Outcomes and prognosis for pediatric foreign body ingestion are generally good, as most patients tolerate the passage of ingested objects without intervention. Even in scenarios where intervention is required, mortality and morbidity are low. High-risk ingestions (button batteries, magnets, sharp objects) can be associated with complications and, in rare cases, death [55].Foreign bodies in the esophagus can cause mediastinitis, perforation, and pneumomediastinum. Magnets are also known to cause damage to the mucous membranes of the small intestine, leading to perforation. Button batteries are the most morbid and should therefore be removed as soon as the diagnosis is made. Finally, foreign body removal procedures can also cause complications, whether due to anesthesia or the procedure.

The majority of FBs are accidentally ingested by children. Prevention therefore remains the best treatment for children and requires the intervention of all the structures concerned: the family unit, industrialists and public authorities, medical and paramedical staff. For primary prevention, parent education is of paramount importance and secondary prevention aims to reduce the consequences through faster, appropriate support.

Conclusion

Foreign body ingestion is a major problem in early childhood and poses a diagnostic and therapeutic challenge.

The vast majority of foreign bodies accidentally ingested by children migrate through the digestive tract without complications, and monitoring is generally sufficient.
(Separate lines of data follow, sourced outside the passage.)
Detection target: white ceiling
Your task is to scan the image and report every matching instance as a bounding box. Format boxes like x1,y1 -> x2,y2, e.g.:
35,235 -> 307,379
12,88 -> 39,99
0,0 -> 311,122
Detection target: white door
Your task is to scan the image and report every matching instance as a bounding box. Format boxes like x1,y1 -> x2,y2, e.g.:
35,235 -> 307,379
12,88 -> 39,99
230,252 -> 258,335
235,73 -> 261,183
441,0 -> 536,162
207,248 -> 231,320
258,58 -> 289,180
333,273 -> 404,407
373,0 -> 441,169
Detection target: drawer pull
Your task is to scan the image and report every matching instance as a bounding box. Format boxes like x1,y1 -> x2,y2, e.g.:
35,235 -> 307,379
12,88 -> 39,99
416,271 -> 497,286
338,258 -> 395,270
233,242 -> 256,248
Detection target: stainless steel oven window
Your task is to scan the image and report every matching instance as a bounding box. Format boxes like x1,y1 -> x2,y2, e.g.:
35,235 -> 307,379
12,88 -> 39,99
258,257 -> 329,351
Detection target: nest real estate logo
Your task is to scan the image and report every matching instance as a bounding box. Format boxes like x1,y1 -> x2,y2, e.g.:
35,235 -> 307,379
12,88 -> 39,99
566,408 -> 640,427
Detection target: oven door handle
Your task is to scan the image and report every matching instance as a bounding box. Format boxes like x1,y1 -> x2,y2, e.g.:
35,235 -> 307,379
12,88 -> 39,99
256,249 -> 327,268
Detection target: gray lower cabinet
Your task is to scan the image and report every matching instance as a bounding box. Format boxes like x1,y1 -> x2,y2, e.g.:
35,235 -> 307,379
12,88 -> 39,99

Therefore, certain situations present a significant risk of serious and sometimes fatal complications, such as necrotic perforations and gastrointestinal bleeding, the release of toxic substances, obstruction, and respiratory tract infections. Prevention is of great interest in reducing these accidents and their complications througheducation and information of parents on the dangers and risks of ingestion of foreign bodies.